Thinking about Microformats and the Hi-Fi Web There is meaning to be derived from the web. But The Semantic Web has little to do with the web itself; it's more about creating parallel universes. The assumption that there must be a separate structure to identify meaning on the web is given by descriptions of The Semantic Web.

HTML has limited ability to classify the blocks of text on a page, apart from the roles they play in a typical document's organization and in the desired visual layout.
OK, but those assumptions may be flawed. Yes, often markup is produced that only browsers "understand" to the extent that their responsibility is to render a visual layout. But it doesn't have to be that way.

For instance, right now, many web applications that display user profiles do so in a way that other applications can't understand. The data is flattened in a way that it can't be consumed and meaningfully reused. Perhaps the markup functions properly in web browsers; how the layout elements are identified and therefore stylable for proper display works. But if the markup can't be remarshalled into data, it's low-grade ore. The data becomes markup mojibake. The Semantic Websters say: RDF to the rescue! Just maintain a parallel universe of data! Sure, if the data is marked up in some random ad-hoc fashion without regard to the actual data relationships, it's a problem. Application developers seeking to mine that mis-HTML-ified data are forced to write custom parsers to grok that data. Usually, the remarshalling can't be done losslessly, it's a low-fidelity roundtrip.

Web applications typically do this:

Inside the markup, there is structure and embedded bits of meaning, microformats.

But the round trip is hard. Taking markup and deriving semantic meaning from document elements usually requires understanding a lot about specific implementations of data renderings.

The one-web is easy. The two-way web is hard.

When I talk about the one-way web, I'm not referring to protocols, HTTP methods or the "web two dot oh" read-write web. I'm referring to how code handles data to produce pages.

The microformats efforts aim to make the data on the web more understandable, more reusable and therefore more valuable without all of the complexities and problems that pervades The Semantic Web's RDF-centricity. By employing some basic XHTML norms, this data no longer needs to be flattened and lost. A microformat can be embedded in a web page's markup and be remarshalled as data.
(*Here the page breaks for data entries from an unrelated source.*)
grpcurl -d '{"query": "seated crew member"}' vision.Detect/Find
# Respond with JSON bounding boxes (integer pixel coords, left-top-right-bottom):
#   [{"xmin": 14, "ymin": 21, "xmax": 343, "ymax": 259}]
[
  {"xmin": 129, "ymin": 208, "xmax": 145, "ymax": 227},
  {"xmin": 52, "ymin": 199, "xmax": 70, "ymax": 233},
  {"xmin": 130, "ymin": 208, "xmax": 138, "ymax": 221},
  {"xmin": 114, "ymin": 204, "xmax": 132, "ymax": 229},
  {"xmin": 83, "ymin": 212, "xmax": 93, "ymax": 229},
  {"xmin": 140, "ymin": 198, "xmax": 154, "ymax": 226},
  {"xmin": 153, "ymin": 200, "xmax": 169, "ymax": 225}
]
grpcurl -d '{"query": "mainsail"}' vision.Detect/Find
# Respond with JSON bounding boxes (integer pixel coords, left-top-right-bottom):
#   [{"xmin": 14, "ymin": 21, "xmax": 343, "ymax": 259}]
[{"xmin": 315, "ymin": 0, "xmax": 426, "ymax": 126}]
This is the high fidelity web.

The value of microformats is that your application could already be generating them and you're not even aware of it; there may be data that can be parsed, understood and reused waiting to have value unlocked. The microformat evangelism seeks to make your use of understandable markup intentional (disclaimer: I don't speak for Tantek but I speak with him frequently and I'm just purveying my current interpretation). Whereas microformats are about making the web natively understandable, The Semantic Web is about alternate formats.
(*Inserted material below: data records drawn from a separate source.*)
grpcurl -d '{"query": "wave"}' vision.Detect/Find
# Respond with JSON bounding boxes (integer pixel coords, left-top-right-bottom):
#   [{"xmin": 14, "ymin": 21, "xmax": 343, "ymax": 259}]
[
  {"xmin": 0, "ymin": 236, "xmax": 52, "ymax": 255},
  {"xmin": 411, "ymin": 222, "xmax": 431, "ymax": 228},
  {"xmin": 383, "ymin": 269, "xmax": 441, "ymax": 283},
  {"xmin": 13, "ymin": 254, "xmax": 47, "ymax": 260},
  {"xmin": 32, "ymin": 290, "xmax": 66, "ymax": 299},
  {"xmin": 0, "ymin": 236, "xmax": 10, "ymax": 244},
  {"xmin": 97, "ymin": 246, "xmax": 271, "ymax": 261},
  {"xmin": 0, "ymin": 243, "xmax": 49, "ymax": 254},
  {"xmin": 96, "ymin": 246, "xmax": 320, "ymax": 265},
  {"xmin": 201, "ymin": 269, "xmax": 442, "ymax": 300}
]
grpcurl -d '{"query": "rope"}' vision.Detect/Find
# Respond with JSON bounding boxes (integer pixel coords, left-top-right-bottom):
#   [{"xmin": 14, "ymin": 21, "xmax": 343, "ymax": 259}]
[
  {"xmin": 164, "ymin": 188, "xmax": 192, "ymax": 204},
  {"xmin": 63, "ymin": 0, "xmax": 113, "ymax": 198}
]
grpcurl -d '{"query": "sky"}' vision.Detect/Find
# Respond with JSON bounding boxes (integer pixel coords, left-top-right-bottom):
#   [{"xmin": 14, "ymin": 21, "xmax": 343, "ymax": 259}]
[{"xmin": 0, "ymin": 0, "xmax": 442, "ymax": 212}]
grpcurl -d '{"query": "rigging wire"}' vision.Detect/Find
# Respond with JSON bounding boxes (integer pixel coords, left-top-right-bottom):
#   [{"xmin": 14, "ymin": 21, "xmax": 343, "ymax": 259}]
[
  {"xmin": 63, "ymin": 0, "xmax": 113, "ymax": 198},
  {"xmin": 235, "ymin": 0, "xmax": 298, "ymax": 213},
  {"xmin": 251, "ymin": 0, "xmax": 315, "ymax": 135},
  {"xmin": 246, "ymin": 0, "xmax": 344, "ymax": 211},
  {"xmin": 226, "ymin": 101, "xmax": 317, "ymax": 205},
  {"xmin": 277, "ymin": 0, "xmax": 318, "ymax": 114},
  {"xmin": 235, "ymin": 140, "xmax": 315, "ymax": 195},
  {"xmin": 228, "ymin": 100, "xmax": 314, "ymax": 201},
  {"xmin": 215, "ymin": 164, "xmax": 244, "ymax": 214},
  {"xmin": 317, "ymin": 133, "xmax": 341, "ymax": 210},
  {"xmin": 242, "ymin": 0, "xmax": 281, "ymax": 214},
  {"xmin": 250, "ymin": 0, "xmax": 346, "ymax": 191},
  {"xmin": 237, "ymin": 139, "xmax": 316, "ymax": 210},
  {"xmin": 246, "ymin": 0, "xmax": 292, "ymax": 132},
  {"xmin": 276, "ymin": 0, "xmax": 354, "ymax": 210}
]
When I've read others speak of microformats and alternate formats, I've seen discussion of RSS and Atom thrown in. By definition, these are not microformats, they are alternate formats. Not that there's anything wrong with the existing parallel universes, I just don't want to build more of them. How many goofy XSLT tricks does the world need to go from structured data with yet-another-vocabulary to renderable markup? The microformats answer is zero. Structured blogging looks like more markup mangling to get around, instead of fixing, the crappy user interface tiers of applications; it just doesn't seem necessary.

There's also a lot of interesting things that could be done to specify the intention of links. We'll have to call these nanoformats. They don't refer to data structures or relationships but they can still ascribe more meaning to links.

Vote Links
Attempts to indicate whether your reference to something is negative, positive or neutral. I have mixed feelings about this specifically, so I 'spose I should <a rel="vote-abstain"> abstain </a> from further commentary but in general, I like the idea of embellishing a link with intentions.
nofollow
Being able to distinguish between intentional links and accidental (i.e. placed not by the page author but some tool or untrusted third party) links is an important element of making the web more meaningful

I think the adoption of hCalendar, hCard (returning to the user profile case above) and the maturation of other microformats holds out the promise of the high fidelity web.

Internal application communications should, of course, do what is expeditious for development and runtime efficiency. But for the web (i.e. the the world wide one), the adoption of markup norms just makes sense. The diffusion of these formats means exercising patience while the web gets more coherent but I find it much more appealing to try solving the problem once in one rendering that the public can consume versus creating yet more parallel universes.